Quando o mundo externo ficou em silêncio, o meu ruído interno aumentou intensamente. As angústias, os medos e as inseguranças, os piores sentimentos que podemos experimentar, transformaram-se em combustível para procurar por mim. Nesse longo processo, ainda em curso, a curiosidade inédita de me aprofundar na ancestralidade humana surgiu e, como nada na vida é por acaso, também iniciei uma nova jornada profissional: trabalhar com viagens culturais. Nelas, visitei tribos milenares no Quênia e em Ruanda, estive em uma comunidade remota de 100 pessoas na Groenlândia, absorvi ensinamentos quéchuas na Bolívia, meditei com xamãs na Indonésia, recebi todo o amor dos maranhenses em Paraibano. No entanto, entre as diversas experiências, um chamado especial aguçou de forma ímpar os meus sentidos, me direcionando para a correnteza certa do rio: uma vivência de sete dias na aldeia Ipatsé Kuikuro, no Território Indígena do Xingu.

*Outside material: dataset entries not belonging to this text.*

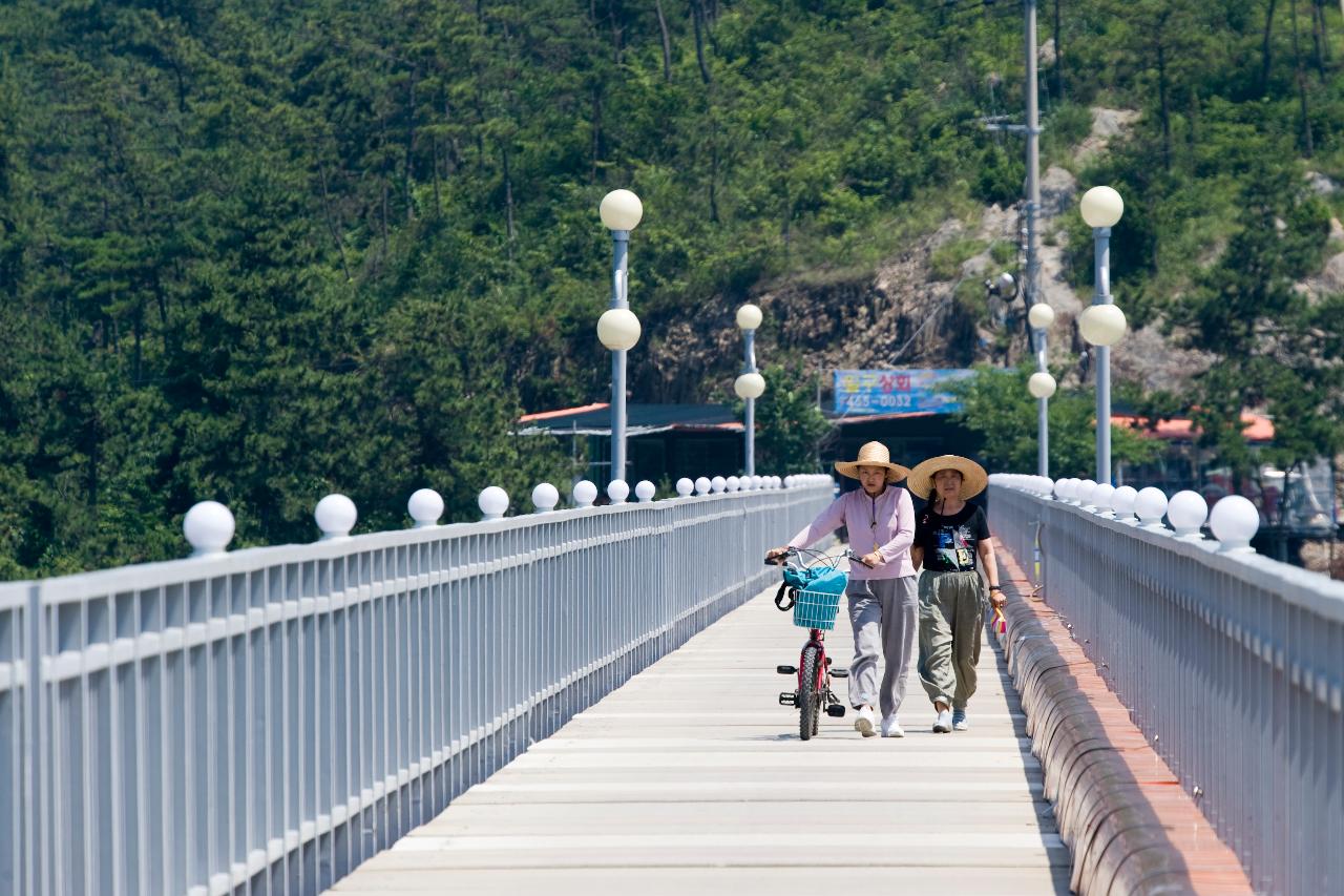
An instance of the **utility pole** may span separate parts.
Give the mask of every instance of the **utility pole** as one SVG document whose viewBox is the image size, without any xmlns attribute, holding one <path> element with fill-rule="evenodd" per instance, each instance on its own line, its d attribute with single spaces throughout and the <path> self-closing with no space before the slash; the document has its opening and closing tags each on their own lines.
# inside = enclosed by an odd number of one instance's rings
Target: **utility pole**
<svg viewBox="0 0 1344 896">
<path fill-rule="evenodd" d="M 1340 0 L 1344 3 L 1344 0 Z M 1036 250 L 1036 215 L 1040 213 L 1040 109 L 1036 83 L 1036 0 L 1023 0 L 1027 50 L 1027 277 L 1023 301 L 1030 309 L 1036 304 L 1040 258 Z M 1036 370 L 1046 369 L 1046 331 L 1034 330 Z M 1050 400 L 1036 400 L 1036 475 L 1050 475 Z"/>
<path fill-rule="evenodd" d="M 1344 4 L 1344 0 L 1340 0 Z M 1027 124 L 1005 124 L 1001 118 L 986 118 L 989 130 L 1020 132 L 1027 136 L 1027 202 L 1023 207 L 1023 221 L 1027 225 L 1027 270 L 1021 280 L 1023 303 L 1030 312 L 1040 300 L 1040 252 L 1036 218 L 1040 214 L 1040 85 L 1036 74 L 1036 0 L 1023 0 L 1024 50 L 1027 61 Z M 1036 354 L 1036 370 L 1048 374 L 1048 352 L 1046 351 L 1046 330 L 1031 328 L 1032 350 Z M 1051 386 L 1051 389 L 1054 389 Z M 1036 400 L 1036 475 L 1050 475 L 1050 398 Z"/>
</svg>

Embarquei rumo ao Alto Xingu para presenciar o ritual do Jawari, rico em cores, danças e cantos. Para os fotógrafos do grupo, essa era a hora mais cênica do dia. Já para mim, que tinha levado apenas uma câmera descartável, o cotidiano da aldeia se tornou a minha sala de aula. Observar a forma pura com que os kuikuros fruíam o tempo não só me emocionava, mas despertava um afeto e um resgate dormentes, de como eu costumava sentir a vida antes, enquanto tentava me encaixar em posições e empresas voltadas para a cultura da produção.
Essa simplicidade de vida foi um alívio imediato para as minhas dores. Os raios de sol alaranjados dos fins de tarde anunciavam que o calor ia diminuir e era a hora de conviver no clarão da aldeia. Instantaneamente, crianças corriam umas atrás das outras, adolescentes calçavam suas chuteiras para partidas de futebol e os adultos se reuniam para jogar conversa fora. Chegou o momento de se divertir, depois de um longo dia de sol escaldante, quase camuflados à terra avermelhada, envoltos pela exuberante cortina de árvores e ao som raro de animais. Uma orquestra de sensações que me fizeram sentir o real poder da vida presente, muito mais do que a fome insaciável de ter sempre mais.
No Xingu, a Terra respira. Ela nos oferece o oxigênio, nos põe para dormir com a escuridão, nos desperta com a claridade, deixa os pássaros cantarem, as correntezas e as brisas se moverem. Estar inserida naquele lugar me apresentou outros mundos e formas de ser. E a sabedoria ancestral com que os indígenas vivem, como o cultivo e a preparação dos alimentos, os banhos longos no Rio Buriti, a interseção com a floresta e os cuidados permanentes uns com os outros provocaram em mim a coragem de trilhar o meu próprio caminho. Precisei desligar o botão do automático para conseguir alinhar os meus batimentos cardíacos com os da Terra, ali, no coração do Brasil.
Instantes como esses, eu tenho certeza, foram escolhidos por alguma energia cósmica. E ter a chance de experimentar tantas culturas pelo mundo com certeza são os mais emocionantes. Eu me sinto tão mais viva imersa em momentos assim do que quando infiltrada na multidão de esquinas das cidades. Foi aí que, sem dar ponto sem nó, a minha intuição mirou a descoberta de ensinamentos que foram não só a minha salvação, mas aprendizados que serviriam para guiar meus dias e criar uma nova vida, pautada na presença, no afeto e no coletivo. Os maiores valores que trago desses dias: o tempo é o nosso bem mais precioso, viver é convivência, enquanto existir é conveniência, a natureza é o nosso verdadeiro oxigênio, colocar o pé na terra é o bem-estar genuíno.